Here’s another interesting case concerning that complicated area of advising clients convicted of historic sex offences and the likely sentence they’ll receive today.
In R v Limon  EWCA Crim 39, the appellant was 41 years old when he was sentenced in respect of historic sex offences, namely indecent assault, committed under the ‘old law’, when he was aged between 14 and 17.
The maximum sentence for indecent assault, contrary to s.14 of the Sexual Offences Act 1956 is 10years.
Convicted after trial, the appellant received a total sentence of 4years custody in respect of eights offences of indecent assault.
It was submitted that the maximum sentence the appellant would have received, back when he committed the offences, was 12months detention. The resulting sentence of 4years custody was therefore considered both wrong in law and manifestly excessive.
It was further submitted, unsuccessfully, that to impose a sentence in excess of 12months breached Art.7 of the European Convention of Human Rights.
The Court of Appeal considered the Sentencing Council’s guideline on sentencing children and young people (“the Children guideline”), concluding that the maximum term of detention available in the appellant’s case would have been 12months.

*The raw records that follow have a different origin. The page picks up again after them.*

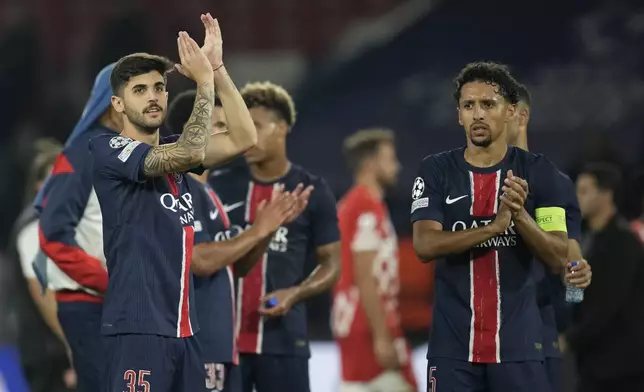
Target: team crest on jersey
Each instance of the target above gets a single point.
(119, 141)
(419, 188)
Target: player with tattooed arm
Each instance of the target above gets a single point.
(149, 316)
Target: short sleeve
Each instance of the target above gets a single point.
(28, 246)
(550, 197)
(427, 193)
(119, 156)
(325, 216)
(573, 214)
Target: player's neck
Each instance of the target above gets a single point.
(598, 221)
(203, 178)
(369, 181)
(131, 131)
(486, 156)
(271, 169)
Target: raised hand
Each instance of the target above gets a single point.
(301, 196)
(272, 214)
(515, 192)
(213, 43)
(194, 63)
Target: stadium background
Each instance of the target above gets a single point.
(349, 64)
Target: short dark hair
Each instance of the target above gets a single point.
(46, 150)
(491, 73)
(272, 97)
(180, 109)
(523, 94)
(137, 64)
(608, 177)
(364, 144)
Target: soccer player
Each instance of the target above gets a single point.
(550, 290)
(365, 318)
(273, 342)
(149, 313)
(216, 257)
(472, 213)
(70, 228)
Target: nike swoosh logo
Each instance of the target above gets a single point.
(227, 209)
(452, 201)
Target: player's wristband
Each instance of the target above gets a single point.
(551, 218)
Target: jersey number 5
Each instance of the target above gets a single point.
(215, 376)
(431, 380)
(132, 380)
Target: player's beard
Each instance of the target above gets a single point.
(144, 125)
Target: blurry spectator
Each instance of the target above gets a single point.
(40, 338)
(607, 334)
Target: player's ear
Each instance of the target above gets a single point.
(117, 104)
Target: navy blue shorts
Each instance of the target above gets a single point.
(554, 366)
(222, 377)
(449, 375)
(152, 363)
(81, 324)
(274, 373)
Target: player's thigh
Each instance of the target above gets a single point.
(347, 386)
(191, 373)
(275, 373)
(528, 376)
(139, 363)
(81, 324)
(449, 375)
(554, 369)
(233, 379)
(246, 371)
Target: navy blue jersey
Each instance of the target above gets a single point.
(283, 265)
(214, 294)
(148, 239)
(551, 293)
(485, 305)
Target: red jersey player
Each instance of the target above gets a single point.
(365, 320)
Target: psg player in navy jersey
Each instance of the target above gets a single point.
(272, 338)
(149, 313)
(550, 290)
(487, 212)
(216, 258)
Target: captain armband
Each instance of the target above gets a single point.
(551, 218)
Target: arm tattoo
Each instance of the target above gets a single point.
(189, 150)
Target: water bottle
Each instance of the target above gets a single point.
(574, 295)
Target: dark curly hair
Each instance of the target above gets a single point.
(137, 64)
(491, 73)
(272, 97)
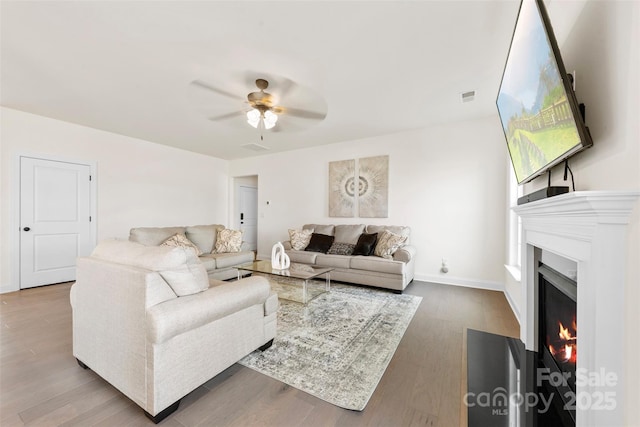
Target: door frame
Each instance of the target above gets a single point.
(15, 221)
(234, 206)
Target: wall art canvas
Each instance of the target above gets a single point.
(373, 187)
(342, 188)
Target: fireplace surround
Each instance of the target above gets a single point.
(590, 228)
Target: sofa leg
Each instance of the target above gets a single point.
(266, 346)
(164, 413)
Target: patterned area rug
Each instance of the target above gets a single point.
(338, 347)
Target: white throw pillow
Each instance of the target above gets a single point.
(179, 267)
(388, 243)
(300, 238)
(228, 241)
(179, 240)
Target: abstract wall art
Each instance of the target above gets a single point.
(361, 186)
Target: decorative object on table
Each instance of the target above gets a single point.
(279, 259)
(361, 184)
(338, 346)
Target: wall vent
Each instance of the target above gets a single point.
(255, 147)
(468, 96)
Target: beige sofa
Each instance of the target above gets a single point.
(219, 266)
(150, 322)
(394, 273)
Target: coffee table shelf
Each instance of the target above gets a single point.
(300, 282)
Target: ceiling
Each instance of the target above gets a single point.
(375, 67)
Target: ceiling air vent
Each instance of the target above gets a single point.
(468, 96)
(255, 147)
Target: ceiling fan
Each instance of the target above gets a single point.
(262, 111)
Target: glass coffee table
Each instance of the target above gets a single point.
(300, 282)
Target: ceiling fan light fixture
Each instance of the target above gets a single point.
(268, 118)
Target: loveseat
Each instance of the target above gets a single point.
(219, 258)
(151, 323)
(393, 267)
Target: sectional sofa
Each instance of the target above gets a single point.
(148, 320)
(393, 269)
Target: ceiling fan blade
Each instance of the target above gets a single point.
(284, 88)
(219, 91)
(305, 114)
(226, 116)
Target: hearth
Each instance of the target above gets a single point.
(589, 228)
(558, 336)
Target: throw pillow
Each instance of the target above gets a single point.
(388, 244)
(366, 244)
(228, 241)
(319, 243)
(300, 239)
(179, 240)
(339, 248)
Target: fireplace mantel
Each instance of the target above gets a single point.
(590, 228)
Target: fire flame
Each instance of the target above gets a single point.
(567, 351)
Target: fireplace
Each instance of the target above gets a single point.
(558, 336)
(590, 229)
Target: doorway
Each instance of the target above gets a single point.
(247, 210)
(56, 219)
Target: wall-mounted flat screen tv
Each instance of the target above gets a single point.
(538, 109)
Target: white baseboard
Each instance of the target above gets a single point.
(512, 304)
(460, 281)
(472, 283)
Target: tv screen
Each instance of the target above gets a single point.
(537, 106)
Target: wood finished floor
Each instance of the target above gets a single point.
(41, 384)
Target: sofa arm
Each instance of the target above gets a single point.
(171, 318)
(405, 253)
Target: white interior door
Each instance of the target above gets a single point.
(248, 211)
(55, 228)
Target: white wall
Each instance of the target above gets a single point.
(603, 47)
(139, 183)
(445, 183)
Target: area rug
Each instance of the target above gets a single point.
(338, 346)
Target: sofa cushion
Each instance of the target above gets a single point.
(377, 264)
(335, 261)
(231, 259)
(208, 261)
(388, 244)
(319, 243)
(228, 241)
(174, 317)
(180, 240)
(366, 244)
(299, 239)
(348, 233)
(396, 229)
(179, 267)
(204, 236)
(339, 248)
(153, 236)
(320, 229)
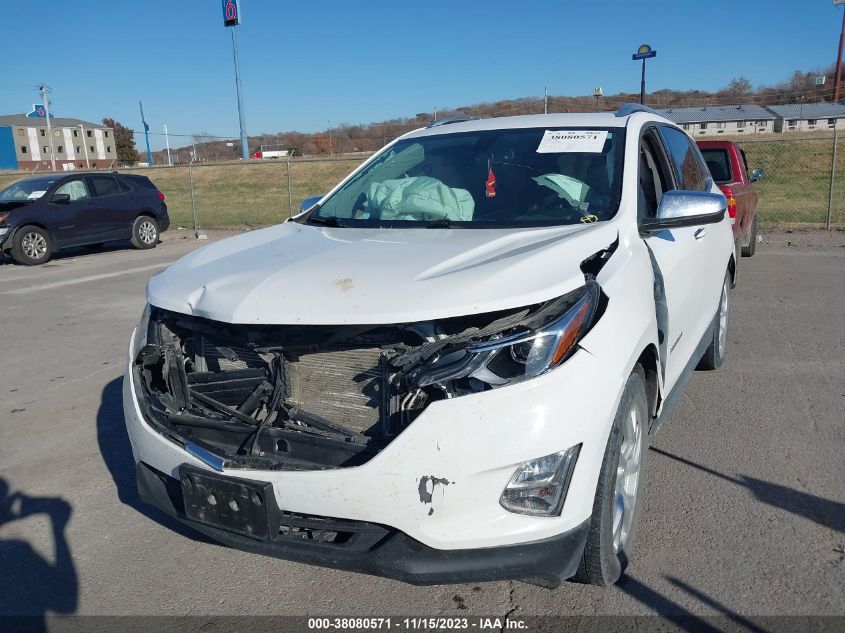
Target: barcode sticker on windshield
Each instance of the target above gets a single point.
(566, 141)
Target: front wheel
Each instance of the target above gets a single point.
(714, 355)
(32, 246)
(144, 232)
(621, 483)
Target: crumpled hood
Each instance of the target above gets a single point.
(302, 274)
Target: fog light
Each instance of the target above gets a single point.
(539, 487)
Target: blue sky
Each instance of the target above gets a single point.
(305, 64)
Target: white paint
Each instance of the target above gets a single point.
(70, 150)
(80, 280)
(34, 146)
(101, 147)
(566, 141)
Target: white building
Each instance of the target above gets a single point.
(716, 120)
(809, 117)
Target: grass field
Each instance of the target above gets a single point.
(253, 194)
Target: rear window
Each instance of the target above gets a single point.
(718, 164)
(141, 181)
(104, 185)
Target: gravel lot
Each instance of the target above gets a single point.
(744, 513)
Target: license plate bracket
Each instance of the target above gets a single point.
(236, 505)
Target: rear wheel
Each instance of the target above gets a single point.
(621, 482)
(32, 246)
(749, 249)
(714, 355)
(144, 232)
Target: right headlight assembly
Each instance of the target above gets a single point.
(545, 340)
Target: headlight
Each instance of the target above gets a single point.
(139, 337)
(539, 487)
(543, 342)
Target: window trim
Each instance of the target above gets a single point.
(708, 184)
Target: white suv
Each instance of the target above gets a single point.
(449, 367)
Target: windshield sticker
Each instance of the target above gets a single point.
(569, 141)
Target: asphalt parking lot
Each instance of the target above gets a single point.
(744, 512)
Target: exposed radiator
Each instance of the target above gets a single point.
(342, 386)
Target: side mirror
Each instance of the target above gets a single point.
(309, 202)
(686, 208)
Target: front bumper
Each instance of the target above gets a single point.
(391, 553)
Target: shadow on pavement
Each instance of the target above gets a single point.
(117, 454)
(823, 511)
(31, 585)
(75, 252)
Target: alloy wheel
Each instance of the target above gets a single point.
(34, 246)
(147, 232)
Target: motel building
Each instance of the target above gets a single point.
(25, 143)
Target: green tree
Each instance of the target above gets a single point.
(124, 142)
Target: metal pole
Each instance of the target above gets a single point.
(167, 143)
(43, 90)
(290, 195)
(193, 201)
(146, 134)
(642, 85)
(837, 84)
(832, 177)
(244, 140)
(85, 146)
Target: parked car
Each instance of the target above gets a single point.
(40, 216)
(447, 369)
(729, 168)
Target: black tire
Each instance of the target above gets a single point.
(715, 353)
(32, 246)
(751, 248)
(145, 232)
(606, 555)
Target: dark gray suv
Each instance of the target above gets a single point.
(42, 215)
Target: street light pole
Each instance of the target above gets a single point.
(44, 90)
(837, 84)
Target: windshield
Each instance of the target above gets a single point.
(486, 179)
(26, 189)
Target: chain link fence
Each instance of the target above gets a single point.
(803, 184)
(805, 179)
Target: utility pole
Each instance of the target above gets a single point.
(146, 134)
(837, 84)
(167, 143)
(44, 89)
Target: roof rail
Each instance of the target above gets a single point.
(457, 119)
(631, 108)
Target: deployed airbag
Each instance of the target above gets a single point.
(419, 198)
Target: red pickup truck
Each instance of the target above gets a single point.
(729, 169)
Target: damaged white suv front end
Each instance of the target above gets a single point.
(422, 377)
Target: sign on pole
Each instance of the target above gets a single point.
(231, 12)
(645, 51)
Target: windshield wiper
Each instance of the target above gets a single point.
(332, 221)
(442, 223)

Further consideration was then given in respect of offenders who cross a ‘significant age threshold’ between the date of the offence and the date of conviction. Given the passage of time it was concluded that applying the ‘new’ guidance was not necessary in this case.
The Court of Appeal were not persuaded that the now adult appellant in 2021 should have been more severely sentenced than the adolescent appellant could or would have been sentenced back then. The appeal was therefore allowed and the appellant’s sentence was reduced to 12months custody.